En Las élites del poder político en México, además de proveer de un archivo inestimable sobre la historia, socialización y consolidación de las élites de primera mano, uno de sus principales hallazgos es explicitar no sólo las estructuras de clasamiento, asignación de estatus, redes políticas, prácticas de exclusión, tipos de mentoría y el papel de la educación como factor de socialización, sino también, para mi mediana sorpresa, la relación existente entre las distintas élites ya sea por motivos familiares, escolares, económicos o políticos; en sus palabras “el hallazgo más importante […] es que los integrantes de la élite de poder en México están vinculados mediante diversas redes. Los datos sugieren un mínimo de 500 vínculos, una cifra que indica el importante grado de amistades entre este grupo”. De esta manera, resulta menos sorprendente enterarse de los vínculos entre las familias de Carlos Fuentes y Miguel Alemán Velasco, Gabriel Zaid y distintos empresarios regiomontanos o Carlos Monsiváis y Carlos Slim,1 por ejemplo, o de los diversos vínculos que unen a la Iglesia con la política y con distintos empresarios. Las élites mexicanas, ¡faltaba más!, se encuentran comunicadas entre sí.

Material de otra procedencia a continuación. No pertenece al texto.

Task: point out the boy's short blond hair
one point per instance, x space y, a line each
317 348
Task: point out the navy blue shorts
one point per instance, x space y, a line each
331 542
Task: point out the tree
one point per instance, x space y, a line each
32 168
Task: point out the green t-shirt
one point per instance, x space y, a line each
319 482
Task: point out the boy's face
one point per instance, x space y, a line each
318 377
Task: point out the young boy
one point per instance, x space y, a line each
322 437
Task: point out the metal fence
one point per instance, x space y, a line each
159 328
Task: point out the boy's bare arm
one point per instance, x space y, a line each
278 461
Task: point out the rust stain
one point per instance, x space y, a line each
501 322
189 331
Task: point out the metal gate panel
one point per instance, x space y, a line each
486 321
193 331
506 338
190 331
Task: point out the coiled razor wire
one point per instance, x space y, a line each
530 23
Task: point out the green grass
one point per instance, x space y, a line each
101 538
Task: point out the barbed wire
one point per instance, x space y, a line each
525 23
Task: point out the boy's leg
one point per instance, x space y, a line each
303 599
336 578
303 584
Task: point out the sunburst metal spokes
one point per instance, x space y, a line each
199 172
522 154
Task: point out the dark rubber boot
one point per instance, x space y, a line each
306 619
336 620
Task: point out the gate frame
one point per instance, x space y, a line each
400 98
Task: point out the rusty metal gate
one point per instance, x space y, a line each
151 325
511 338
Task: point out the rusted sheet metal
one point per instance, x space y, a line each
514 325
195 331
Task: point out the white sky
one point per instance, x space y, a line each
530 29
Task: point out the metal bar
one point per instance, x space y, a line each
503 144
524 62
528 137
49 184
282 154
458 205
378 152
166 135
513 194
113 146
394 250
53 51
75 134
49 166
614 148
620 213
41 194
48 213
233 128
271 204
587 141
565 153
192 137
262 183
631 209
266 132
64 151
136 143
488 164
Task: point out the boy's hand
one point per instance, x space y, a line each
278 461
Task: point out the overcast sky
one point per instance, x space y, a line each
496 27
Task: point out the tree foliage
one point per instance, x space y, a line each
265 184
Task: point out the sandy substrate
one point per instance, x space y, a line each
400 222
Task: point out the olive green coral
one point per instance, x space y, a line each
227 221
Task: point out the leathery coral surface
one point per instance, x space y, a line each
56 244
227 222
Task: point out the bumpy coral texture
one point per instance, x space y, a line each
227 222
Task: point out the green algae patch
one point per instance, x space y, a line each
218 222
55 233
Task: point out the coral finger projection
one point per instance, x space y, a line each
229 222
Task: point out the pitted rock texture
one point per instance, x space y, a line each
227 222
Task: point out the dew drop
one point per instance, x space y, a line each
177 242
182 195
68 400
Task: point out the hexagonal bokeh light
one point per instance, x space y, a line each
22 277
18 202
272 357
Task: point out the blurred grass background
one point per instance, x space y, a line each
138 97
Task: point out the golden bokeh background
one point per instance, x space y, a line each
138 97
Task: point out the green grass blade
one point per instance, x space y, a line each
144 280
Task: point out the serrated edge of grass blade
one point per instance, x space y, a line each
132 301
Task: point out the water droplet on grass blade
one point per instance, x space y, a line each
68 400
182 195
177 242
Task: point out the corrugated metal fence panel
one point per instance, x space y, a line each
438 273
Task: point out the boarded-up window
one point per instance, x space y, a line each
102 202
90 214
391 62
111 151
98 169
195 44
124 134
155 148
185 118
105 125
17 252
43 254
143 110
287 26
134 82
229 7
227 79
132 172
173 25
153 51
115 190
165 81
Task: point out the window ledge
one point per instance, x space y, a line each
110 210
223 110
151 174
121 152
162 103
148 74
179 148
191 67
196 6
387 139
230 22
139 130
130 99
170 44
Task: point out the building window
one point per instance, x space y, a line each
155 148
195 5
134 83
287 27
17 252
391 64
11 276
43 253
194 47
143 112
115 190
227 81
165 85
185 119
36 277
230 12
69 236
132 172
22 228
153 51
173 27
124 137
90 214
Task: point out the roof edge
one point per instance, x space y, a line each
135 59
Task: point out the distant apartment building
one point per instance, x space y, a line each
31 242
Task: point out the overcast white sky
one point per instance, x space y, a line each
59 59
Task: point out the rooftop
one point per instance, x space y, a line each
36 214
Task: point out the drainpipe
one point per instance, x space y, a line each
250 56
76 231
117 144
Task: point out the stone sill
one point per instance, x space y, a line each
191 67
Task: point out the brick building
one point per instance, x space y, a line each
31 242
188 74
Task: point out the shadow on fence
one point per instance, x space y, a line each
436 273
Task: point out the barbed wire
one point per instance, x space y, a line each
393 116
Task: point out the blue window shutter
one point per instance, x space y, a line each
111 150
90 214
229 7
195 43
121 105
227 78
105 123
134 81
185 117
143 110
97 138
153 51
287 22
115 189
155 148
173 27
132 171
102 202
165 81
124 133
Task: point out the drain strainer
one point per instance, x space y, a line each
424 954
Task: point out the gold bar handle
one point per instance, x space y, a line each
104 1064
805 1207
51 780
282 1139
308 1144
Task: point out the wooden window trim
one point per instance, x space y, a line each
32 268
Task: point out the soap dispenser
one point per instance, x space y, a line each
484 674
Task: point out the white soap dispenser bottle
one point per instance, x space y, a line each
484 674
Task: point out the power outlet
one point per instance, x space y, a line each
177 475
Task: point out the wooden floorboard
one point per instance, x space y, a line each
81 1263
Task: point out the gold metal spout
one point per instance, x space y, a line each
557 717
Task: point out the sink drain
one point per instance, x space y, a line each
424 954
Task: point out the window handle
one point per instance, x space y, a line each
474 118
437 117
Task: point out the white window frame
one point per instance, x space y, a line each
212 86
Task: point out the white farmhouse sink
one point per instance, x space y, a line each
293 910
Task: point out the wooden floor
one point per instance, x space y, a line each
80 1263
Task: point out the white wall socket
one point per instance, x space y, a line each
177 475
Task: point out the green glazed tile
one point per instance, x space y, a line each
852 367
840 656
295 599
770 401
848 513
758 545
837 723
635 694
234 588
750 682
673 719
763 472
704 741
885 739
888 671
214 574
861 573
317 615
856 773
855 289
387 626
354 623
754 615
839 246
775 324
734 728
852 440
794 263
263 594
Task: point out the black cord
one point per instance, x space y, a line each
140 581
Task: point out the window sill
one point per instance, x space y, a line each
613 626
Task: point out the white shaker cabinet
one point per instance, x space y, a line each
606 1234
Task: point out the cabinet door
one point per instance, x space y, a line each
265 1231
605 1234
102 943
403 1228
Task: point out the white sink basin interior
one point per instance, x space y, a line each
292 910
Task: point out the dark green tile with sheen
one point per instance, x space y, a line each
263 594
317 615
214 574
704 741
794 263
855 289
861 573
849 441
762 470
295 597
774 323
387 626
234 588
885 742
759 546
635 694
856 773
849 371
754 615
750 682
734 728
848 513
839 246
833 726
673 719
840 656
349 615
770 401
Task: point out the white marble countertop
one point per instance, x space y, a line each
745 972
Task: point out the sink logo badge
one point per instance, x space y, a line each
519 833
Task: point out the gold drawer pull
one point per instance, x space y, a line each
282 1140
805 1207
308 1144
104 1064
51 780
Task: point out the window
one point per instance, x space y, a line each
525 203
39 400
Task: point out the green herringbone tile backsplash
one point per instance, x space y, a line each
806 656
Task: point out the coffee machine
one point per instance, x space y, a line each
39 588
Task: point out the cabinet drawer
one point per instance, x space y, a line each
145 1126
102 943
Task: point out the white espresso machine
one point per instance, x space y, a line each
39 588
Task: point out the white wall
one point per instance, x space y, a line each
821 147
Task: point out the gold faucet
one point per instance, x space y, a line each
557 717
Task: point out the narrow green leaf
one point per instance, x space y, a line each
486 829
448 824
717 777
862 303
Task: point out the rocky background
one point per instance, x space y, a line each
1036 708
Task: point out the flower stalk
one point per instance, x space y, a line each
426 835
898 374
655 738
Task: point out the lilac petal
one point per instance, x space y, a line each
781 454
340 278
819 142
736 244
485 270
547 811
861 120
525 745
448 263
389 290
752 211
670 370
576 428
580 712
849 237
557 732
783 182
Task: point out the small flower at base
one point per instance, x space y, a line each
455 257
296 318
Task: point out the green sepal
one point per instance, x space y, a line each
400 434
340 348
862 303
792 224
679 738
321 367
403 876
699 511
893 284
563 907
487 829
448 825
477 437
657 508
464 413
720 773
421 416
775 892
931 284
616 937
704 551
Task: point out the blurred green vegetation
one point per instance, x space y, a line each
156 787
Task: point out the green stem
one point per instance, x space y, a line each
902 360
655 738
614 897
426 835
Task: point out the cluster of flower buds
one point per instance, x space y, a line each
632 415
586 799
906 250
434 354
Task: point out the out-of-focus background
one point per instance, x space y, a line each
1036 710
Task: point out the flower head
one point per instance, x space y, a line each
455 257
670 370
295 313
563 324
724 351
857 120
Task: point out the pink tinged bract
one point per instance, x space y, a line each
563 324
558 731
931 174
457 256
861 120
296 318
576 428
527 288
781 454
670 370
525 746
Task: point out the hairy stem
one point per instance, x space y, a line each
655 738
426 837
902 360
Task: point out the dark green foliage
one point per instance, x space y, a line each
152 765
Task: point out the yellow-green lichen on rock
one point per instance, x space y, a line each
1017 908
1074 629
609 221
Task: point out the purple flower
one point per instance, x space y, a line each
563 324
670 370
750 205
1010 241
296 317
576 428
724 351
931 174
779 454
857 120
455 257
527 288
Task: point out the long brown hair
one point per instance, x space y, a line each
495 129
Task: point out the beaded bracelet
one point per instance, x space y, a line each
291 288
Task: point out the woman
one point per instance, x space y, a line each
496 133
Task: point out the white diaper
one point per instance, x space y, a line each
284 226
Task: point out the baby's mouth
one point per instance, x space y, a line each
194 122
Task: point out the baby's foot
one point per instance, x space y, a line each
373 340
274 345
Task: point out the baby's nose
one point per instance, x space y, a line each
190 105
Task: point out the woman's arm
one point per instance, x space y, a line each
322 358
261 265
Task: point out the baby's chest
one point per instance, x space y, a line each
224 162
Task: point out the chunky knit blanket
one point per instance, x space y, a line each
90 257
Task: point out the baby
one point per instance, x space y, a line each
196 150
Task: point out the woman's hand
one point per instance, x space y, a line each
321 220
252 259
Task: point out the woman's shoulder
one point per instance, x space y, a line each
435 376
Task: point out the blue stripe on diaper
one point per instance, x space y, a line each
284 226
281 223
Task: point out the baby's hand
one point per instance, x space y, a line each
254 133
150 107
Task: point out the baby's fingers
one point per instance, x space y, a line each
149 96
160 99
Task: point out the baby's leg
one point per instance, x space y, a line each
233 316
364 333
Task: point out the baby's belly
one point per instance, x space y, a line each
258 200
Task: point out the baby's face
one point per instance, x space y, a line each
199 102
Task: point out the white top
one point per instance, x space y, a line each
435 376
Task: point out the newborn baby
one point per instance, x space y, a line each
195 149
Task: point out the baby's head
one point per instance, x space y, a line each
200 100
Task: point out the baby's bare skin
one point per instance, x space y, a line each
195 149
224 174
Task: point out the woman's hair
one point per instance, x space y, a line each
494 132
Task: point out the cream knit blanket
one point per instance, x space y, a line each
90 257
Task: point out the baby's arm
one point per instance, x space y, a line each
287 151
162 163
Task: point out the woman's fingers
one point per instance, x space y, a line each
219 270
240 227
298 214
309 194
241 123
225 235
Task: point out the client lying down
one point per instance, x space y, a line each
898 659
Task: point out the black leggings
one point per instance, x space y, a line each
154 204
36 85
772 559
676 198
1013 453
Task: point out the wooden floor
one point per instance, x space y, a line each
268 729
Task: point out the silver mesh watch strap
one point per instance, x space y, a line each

Los análisis de Ai Camp, pese a todo, no hacen más que comprobar los rumores y las sospechas de más de uno: existe una brecha muy amplia entre los procesos de socialización y conformación de las élites y la mayoría de los mexicanos (como sucede en todos los países), sin embargo, lo que llama poderosamente la atención es la permanencia de una estructura cuasicolonial que hace que uno no pueda explicarse ni por error cómo carajos fue que un indio de Guelatao pudo llegar a presidente.2
Aspectos al vuelo de la circunstancia mexicana
He mencionado ya la relación que, mayormente, campea entre los autores y sus lectores. Quisiera detenerme ahora en algunos aspectos escogidos que acaso puedan dar cuenta de las prácticas recurrentes en el medio literario mexicano.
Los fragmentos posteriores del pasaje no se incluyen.